Methods: [¹⁸F]FLUDA was synthesized by an automated procedure Biological evaluation was performed in healthy mice and piglets. In vitro autoradiography was performed with brain cryosections. In vivo metabolism was analysed by radio-HPLC of plasma and brain homogenate. Pharamcokinetics and biodistribution was assessed by dynamic PET imaging under control and blocking conditions (2.5 mg/kg tozadenant and/or 1.0 mg/kg istradefylline). SUV ratio (SUVr) of striatum-over-cerebellum was used as a metric for specific uptake. A single dose acute toxicity study was performed in Wistar rats according to the ICH guideline M3(R2). Radiation dosimetry was investigated in piglets.
Results: In vitro autoradiography revealed an A₂AR affinity (KD;) of 4.3 and 0.7 nM and an A₂AR density (Bmax) of 556 and 218 fmol/mg in the striatum of mice and piglets. No radiometabolites were detected in the mouse brain at 15 min p.i., whereas radiometabolites were found in piglet plasma but are assumed to not cross the blood-brain barrier. PET demonstrated high specific binding of [¹⁸F]FLUDA in both species (Fig.1). Toxicity studies revealed no adverse effects up to a dose of 30 µg/kg (~4000-fold of expected human dose). The ED to humans is 16.4 µSv/MBq, which is in the range of other ¹⁸F-labeled radiotracers [2].
Conclusion: We have demonstrated that [¹⁸F]FLUDA is suitable for determination of the A₂AR availability in the striatum. No safety concerns are expected upon administration of [¹⁸F]FLUDA according to toxicity and dosimetry data. These results encourage the clinical translation of [¹⁸F]FLUDA.

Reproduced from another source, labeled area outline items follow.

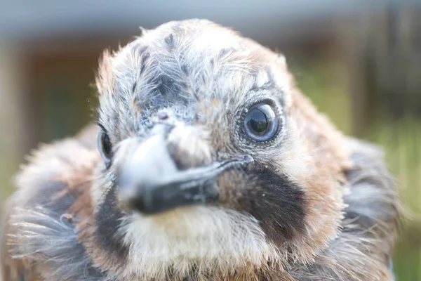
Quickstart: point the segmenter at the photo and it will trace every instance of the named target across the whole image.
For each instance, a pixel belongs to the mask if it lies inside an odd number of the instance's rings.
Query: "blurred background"
[[[94,116],[102,51],[138,27],[208,18],[283,53],[347,134],[385,148],[408,208],[398,280],[421,280],[421,1],[0,0],[0,202],[23,157]]]

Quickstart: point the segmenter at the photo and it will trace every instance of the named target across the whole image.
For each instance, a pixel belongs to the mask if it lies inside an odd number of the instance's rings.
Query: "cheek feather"
[[[239,204],[260,222],[267,236],[281,244],[303,233],[307,202],[301,188],[269,169],[246,174],[253,183],[244,190]]]
[[[172,268],[185,277],[194,268],[228,274],[278,259],[256,219],[234,210],[198,206],[154,216],[135,214],[123,225],[119,235],[129,247],[128,276],[162,280]]]

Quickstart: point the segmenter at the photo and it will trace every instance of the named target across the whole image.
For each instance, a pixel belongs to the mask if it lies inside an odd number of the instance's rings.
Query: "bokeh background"
[[[98,58],[168,20],[208,18],[285,54],[347,134],[385,149],[407,208],[398,280],[421,280],[421,1],[0,0],[0,202],[40,142],[94,116]]]

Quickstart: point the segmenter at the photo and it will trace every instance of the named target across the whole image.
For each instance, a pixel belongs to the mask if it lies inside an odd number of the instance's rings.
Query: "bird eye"
[[[107,167],[109,166],[111,163],[111,157],[112,153],[112,147],[109,136],[104,131],[100,132],[98,136],[98,149],[101,153],[101,156],[105,162]]]
[[[244,117],[246,132],[257,141],[266,141],[278,132],[278,118],[272,107],[267,103],[253,105]]]

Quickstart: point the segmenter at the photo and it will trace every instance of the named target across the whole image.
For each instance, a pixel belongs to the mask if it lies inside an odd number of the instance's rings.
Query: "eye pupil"
[[[265,113],[255,109],[250,112],[250,115],[247,123],[248,127],[258,133],[264,133],[268,127],[268,122]]]
[[[102,136],[102,148],[104,152],[105,152],[107,155],[111,155],[111,143],[109,142],[109,137],[106,133],[104,133]]]
[[[247,135],[255,140],[266,141],[278,132],[279,121],[272,107],[264,103],[253,105],[244,117]]]

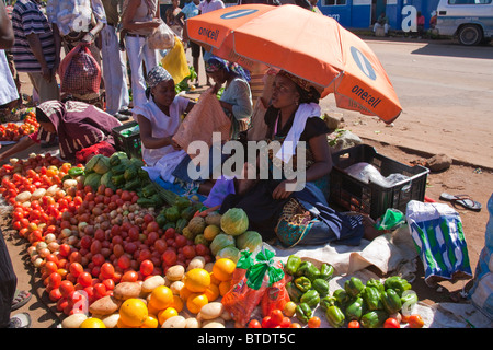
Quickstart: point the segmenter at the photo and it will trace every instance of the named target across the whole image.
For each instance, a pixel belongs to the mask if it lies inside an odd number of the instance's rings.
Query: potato
[[[195,317],[190,317],[185,319],[185,328],[200,328],[202,323],[195,318]]]
[[[122,305],[121,300],[106,295],[89,305],[89,312],[91,314],[110,315],[115,313],[119,305]]]
[[[185,328],[186,319],[183,316],[173,316],[168,318],[161,328]]]
[[[225,306],[220,302],[211,302],[205,304],[200,308],[200,316],[203,319],[218,318],[225,311]]]
[[[173,292],[174,295],[180,295],[180,291],[185,285],[182,281],[174,281],[170,284],[170,289]]]
[[[142,293],[150,293],[157,287],[164,285],[164,278],[162,276],[156,275],[146,279],[142,283]]]
[[[121,282],[113,290],[113,295],[119,300],[138,298],[142,287],[137,282]]]
[[[88,319],[85,314],[73,314],[61,322],[64,328],[79,328],[80,324]]]
[[[198,255],[188,262],[186,270],[190,271],[192,269],[203,269],[205,267],[205,258]]]
[[[181,265],[172,266],[167,271],[167,278],[170,281],[180,281],[185,276],[185,268]]]

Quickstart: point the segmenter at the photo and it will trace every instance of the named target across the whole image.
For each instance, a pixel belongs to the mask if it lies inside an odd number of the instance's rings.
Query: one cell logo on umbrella
[[[374,67],[371,67],[370,61],[358,50],[356,47],[351,47],[351,55],[353,55],[353,59],[356,65],[359,67],[362,72],[371,80],[377,79],[377,73],[375,72]]]
[[[220,18],[222,20],[234,20],[239,18],[244,18],[245,15],[250,15],[252,13],[255,13],[259,10],[254,9],[241,9],[241,10],[234,10],[228,13],[222,14]]]

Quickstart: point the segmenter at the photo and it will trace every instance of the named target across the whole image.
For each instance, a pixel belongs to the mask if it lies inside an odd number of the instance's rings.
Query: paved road
[[[366,39],[383,65],[403,112],[393,127],[342,112],[356,135],[493,168],[493,45]]]

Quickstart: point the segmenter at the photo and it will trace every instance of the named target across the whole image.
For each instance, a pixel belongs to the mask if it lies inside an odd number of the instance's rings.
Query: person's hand
[[[272,198],[274,199],[286,199],[288,198],[293,192],[288,191],[286,189],[287,184],[296,184],[296,180],[293,179],[286,179],[282,182],[272,192]]]

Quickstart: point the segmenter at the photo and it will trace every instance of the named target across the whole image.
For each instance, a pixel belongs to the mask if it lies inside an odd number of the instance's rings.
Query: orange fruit
[[[192,293],[186,300],[186,308],[193,314],[198,314],[202,306],[206,305],[209,301],[204,293]]]
[[[231,288],[231,280],[220,282],[220,284],[219,284],[219,294],[221,296],[225,296],[225,294],[229,292],[230,288]]]
[[[210,276],[204,269],[195,268],[186,272],[185,288],[194,293],[202,293],[210,285]]]
[[[173,302],[173,292],[165,285],[154,288],[149,298],[149,305],[156,310],[164,310]]]
[[[159,326],[158,317],[152,314],[149,314],[147,315],[147,318],[144,322],[144,324],[140,325],[140,328],[158,328],[158,326]]]
[[[217,284],[210,283],[204,294],[206,294],[208,301],[215,301],[220,295],[219,287]]]
[[[127,299],[122,306],[119,306],[119,319],[130,327],[140,327],[149,316],[147,305],[140,299]]]
[[[173,316],[177,316],[177,311],[174,307],[167,307],[164,310],[161,310],[158,313],[158,320],[159,324],[162,325],[163,323],[167,322],[168,318],[173,317]]]
[[[89,317],[80,324],[79,328],[106,328],[106,326],[101,319]]]
[[[214,262],[213,273],[219,281],[228,281],[232,278],[237,264],[228,258],[220,258]]]

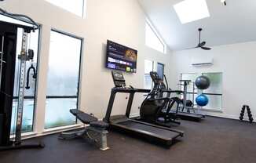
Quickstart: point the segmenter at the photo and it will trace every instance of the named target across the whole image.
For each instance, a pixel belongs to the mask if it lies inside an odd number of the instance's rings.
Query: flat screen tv
[[[137,51],[108,40],[106,67],[136,73]]]

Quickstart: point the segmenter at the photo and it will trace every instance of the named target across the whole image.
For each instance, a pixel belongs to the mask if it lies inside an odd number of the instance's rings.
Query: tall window
[[[148,21],[146,22],[146,45],[152,48],[161,53],[165,53],[165,44],[160,39],[160,37],[155,32],[155,30],[149,24]]]
[[[157,63],[157,74],[163,80],[164,64]]]
[[[191,80],[194,82],[197,77],[200,75],[207,76],[210,80],[210,85],[207,89],[203,90],[203,94],[205,94],[209,98],[209,103],[204,107],[204,109],[221,110],[222,107],[222,73],[192,73],[192,74],[181,74],[182,80]],[[183,89],[183,86],[181,86]],[[190,83],[188,86],[188,99],[194,101],[196,103],[196,98],[198,92],[197,89],[194,90],[193,95],[193,83]]]
[[[85,13],[86,0],[46,0],[79,16]]]
[[[17,20],[9,16],[0,14],[0,20],[5,22],[10,22],[17,24],[31,26],[31,24]],[[17,115],[17,104],[18,104],[18,91],[19,91],[19,78],[20,78],[20,60],[18,55],[21,51],[21,41],[22,41],[22,32],[21,28],[18,28],[17,40],[16,40],[16,65],[15,65],[15,82],[13,89],[13,110],[12,110],[12,125],[11,125],[11,133],[13,134],[15,132],[15,126],[16,124],[16,115]],[[27,72],[28,68],[33,65],[37,71],[37,57],[38,50],[39,42],[39,30],[35,30],[35,32],[31,32],[28,37],[28,49],[34,50],[34,60],[33,61],[27,62]],[[36,78],[33,78],[33,71],[29,73],[29,86],[30,88],[25,89],[24,94],[24,103],[23,110],[23,120],[22,120],[22,132],[32,132],[34,125],[34,111],[35,111],[35,88],[36,88]],[[27,81],[26,81],[27,83]]]
[[[82,39],[51,31],[45,128],[76,123]]]
[[[144,60],[144,85],[145,89],[152,89],[152,80],[150,77],[150,72],[154,70],[154,62],[151,60]]]

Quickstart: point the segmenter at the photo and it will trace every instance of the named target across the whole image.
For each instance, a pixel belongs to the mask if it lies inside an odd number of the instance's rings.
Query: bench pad
[[[90,124],[93,121],[98,121],[97,118],[77,109],[71,109],[70,110],[70,112],[84,124]]]
[[[105,128],[108,128],[108,124],[106,123],[106,122],[104,122],[104,121],[93,121],[90,125],[90,126],[95,127],[95,128],[105,129]]]

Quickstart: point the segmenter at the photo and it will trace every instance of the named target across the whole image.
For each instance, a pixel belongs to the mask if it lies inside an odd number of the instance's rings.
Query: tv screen
[[[136,73],[137,51],[108,40],[106,67]]]

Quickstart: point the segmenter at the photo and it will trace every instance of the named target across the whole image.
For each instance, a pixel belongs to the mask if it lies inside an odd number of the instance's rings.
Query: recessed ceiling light
[[[185,0],[174,7],[182,24],[210,16],[206,0]]]

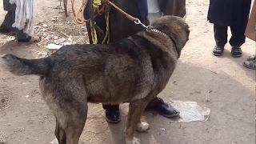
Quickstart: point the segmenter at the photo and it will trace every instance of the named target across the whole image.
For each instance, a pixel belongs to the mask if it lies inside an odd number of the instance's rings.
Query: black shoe
[[[121,121],[119,108],[113,106],[111,109],[106,110],[106,120],[110,123],[117,123]]]
[[[179,111],[172,106],[164,102],[162,98],[159,98],[158,102],[155,104],[154,110],[166,118],[172,118],[179,114]]]
[[[8,29],[7,26],[4,25],[0,26],[0,34],[8,36],[15,36],[15,32],[12,31],[11,30]]]

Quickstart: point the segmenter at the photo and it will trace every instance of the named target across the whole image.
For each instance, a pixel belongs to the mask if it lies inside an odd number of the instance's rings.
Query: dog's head
[[[179,57],[190,35],[189,26],[185,20],[176,16],[163,16],[157,18],[152,26],[165,33],[174,41]]]

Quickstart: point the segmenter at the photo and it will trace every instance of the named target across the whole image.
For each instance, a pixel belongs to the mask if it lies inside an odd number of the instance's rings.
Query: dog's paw
[[[126,140],[126,144],[141,144],[141,140],[134,137],[131,141]]]
[[[149,128],[150,128],[150,125],[148,123],[141,122],[141,123],[138,123],[136,130],[138,132],[143,132],[149,130]]]

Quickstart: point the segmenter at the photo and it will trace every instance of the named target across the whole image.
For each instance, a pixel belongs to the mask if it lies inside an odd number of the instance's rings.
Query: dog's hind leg
[[[74,114],[75,117],[73,117],[73,122],[70,122],[70,125],[67,125],[65,129],[67,144],[78,144],[79,142],[79,138],[87,118],[87,104],[85,106],[84,110],[74,112],[76,114]]]
[[[126,144],[140,144],[141,141],[134,137],[135,130],[145,131],[149,128],[149,125],[142,123],[140,118],[144,112],[144,110],[150,100],[138,100],[135,102],[130,102],[129,105],[128,118],[126,122]],[[141,127],[138,128],[138,127]]]
[[[78,144],[87,118],[87,104],[83,106],[68,111],[62,119],[56,118],[55,136],[59,144]]]
[[[59,144],[66,143],[66,137],[64,130],[59,126],[59,122],[56,118],[55,136]]]

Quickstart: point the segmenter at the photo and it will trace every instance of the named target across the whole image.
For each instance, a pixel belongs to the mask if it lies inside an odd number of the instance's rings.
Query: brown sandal
[[[30,40],[28,40],[30,39]],[[26,42],[27,40],[27,42]],[[18,39],[18,43],[20,44],[32,44],[32,43],[37,43],[41,41],[41,38],[39,37],[29,37],[27,39],[25,40],[19,40]]]
[[[9,31],[8,33],[0,33],[1,34],[3,34],[3,35],[7,35],[7,36],[16,36],[16,34],[15,32],[14,31]]]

Acknowledgement: This work (Project No. 100226753) has been funded by the European Regional Development Fund (ERDF) and Sächsische Aufbaubank (SAB).
References: [1] Lai, T.H., Toussaint, M., Teodoro, R., Dukić-Stefanović, S., Gündel, D., Ludwig, F.-A., Wenzel, B., Schröder, S., Sattler, B., Moldovan, R.-P., Falkenburger, B.H., Sabri, O., Winnie Deuther-Conrad, W., Peter Brust, P. Improved in vivo PET imaging of the adenosine A₂A receptor in the brain using [¹⁸F]FLUDA, a deuterated radiotracer with high metabolic stability. Eur J Nucl Med Mol Imaging 2021, 48, 2727–2736. [2] Sattler, B., Kranz, M., Lai, T.H., Gündel, D., Toussaint, M., Schröder, S., Moldovan, R.-P., Winnie Deuther-Conrad, W., Teodoro, R., Sabri, O., Peter Brust, P. Preclincal incorporation dosimetry of [¹⁸F]FLUDA - a novel ¹⁸F-labeled tracer for PET imaging of the expression of the adenosine A₂A receptor (A₂AR). J Nucl Med 2020, 61:1014.